Lil Joe was my do-over baby, but maybe I was closer to having it right the first two times. Joe was the child for whom I could go back and do things the way they 'should have been' (like nursing, or keeping the baby in our room for the first few months) with the knowlege that I wasn't a failure if I fell back on the way I'd done things in the past. His self-contained nature was a blessing when he was a toddler, since the knowledge that he could so effectively occupy himself while I tended to his sister's school work or fixed dinner or whatever, made life easier.
But now I am seeing that maybe I should have provided more interaction with children his own age earlier, maybe it would have been more apparent that he was building his own little world that he sometimes allows the rest of us to inhabit. He always had a stubborn streak, and the quirks seemed harmless at first.
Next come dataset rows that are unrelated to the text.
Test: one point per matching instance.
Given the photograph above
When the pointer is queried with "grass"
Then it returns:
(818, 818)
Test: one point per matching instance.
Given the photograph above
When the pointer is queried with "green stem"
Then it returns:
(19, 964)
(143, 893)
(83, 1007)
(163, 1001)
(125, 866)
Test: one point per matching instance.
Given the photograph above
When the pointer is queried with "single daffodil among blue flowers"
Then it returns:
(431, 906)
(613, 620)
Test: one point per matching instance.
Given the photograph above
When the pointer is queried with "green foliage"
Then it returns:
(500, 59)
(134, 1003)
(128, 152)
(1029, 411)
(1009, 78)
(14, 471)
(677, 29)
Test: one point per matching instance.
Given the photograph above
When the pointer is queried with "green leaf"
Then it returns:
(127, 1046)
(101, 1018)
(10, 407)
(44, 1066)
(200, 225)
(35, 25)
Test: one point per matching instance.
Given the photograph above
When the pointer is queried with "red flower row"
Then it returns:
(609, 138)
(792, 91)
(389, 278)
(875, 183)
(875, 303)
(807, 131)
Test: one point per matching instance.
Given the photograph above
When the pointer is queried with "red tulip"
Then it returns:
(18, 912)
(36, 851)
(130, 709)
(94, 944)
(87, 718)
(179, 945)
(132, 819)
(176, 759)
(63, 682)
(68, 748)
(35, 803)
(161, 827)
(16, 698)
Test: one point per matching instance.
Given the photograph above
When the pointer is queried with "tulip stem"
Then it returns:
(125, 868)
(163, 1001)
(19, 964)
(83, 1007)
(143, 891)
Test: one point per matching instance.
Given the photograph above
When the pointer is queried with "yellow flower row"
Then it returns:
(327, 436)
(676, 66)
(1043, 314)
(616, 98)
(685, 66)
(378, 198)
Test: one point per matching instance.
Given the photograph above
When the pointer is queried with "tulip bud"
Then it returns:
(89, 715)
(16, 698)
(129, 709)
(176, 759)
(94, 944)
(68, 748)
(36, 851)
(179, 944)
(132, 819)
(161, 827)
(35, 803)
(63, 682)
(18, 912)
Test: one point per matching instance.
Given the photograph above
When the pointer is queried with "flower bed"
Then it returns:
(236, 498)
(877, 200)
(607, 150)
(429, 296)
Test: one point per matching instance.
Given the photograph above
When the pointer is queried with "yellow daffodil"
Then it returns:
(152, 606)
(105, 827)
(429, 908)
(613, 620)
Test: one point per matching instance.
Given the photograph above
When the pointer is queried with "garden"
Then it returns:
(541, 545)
If he had a specific routine for the order of clothing when getting dressed or undressed, it was no big deal. The transition to preschool seemed to work nicely, especially in light of the structure involved with that big schedule on the wall, and the way everything was labeled so nicely for reference. Who doesn't like starting the day with a song to greet everyone, followed by a predictable review of what activities are coming up?
But sometimes the routines, the 'way it should be' changes. And, since we don't live in Lil Joe's head, we don't always know what 'the right way' is. Today he wants his jacket zipped as soon as he puts in on. Yesterday, he wanted to be part of the assembly line of zipping before the class went onto the playground. That's easy to compensate for. Tearing open the granola bar wrapper too far, thus making it not how 'is supposed-a be!' is not as easy to fix. And he won't let me have a do-over, I can eat the offending bar and open a new one just-so.
That incredible memory, the one that could belt out song lyrics to music he only heard one or two times in the car, was very cute. But the insistence that the songs on every CD be played in a specific order could get tiresome. But some of that incredible memory is now manifesting iteself in Ray Babbitt-like conversations. The countdown to bedtime is a prime example, complete with the knowledge that the digital clock on the cable box is supposed to be one minute ahead of the one in the bedroom, and two ahead of the clock on the stove (I tried to synchronize the clocks when we 'sprang forward' this weekend- Joe was not amused).
The counselor at the school called yesterday, asking if Hubby and I could extend our scheduled conference this week slightly, once we've finished discussing Hoss' recent ADHD diagnosis, so that the kindergarten teachers could approach some 'oberservations' they had during admission testing last month. And suddenly we are voicing terms like "autism spectrum" and "compulsive behavior" instead of leaving them festering silently in the back of our minds.
And I am, once again, wondering what I was supposed to have done differently to provide a smooth, uneventful, sane life to my child.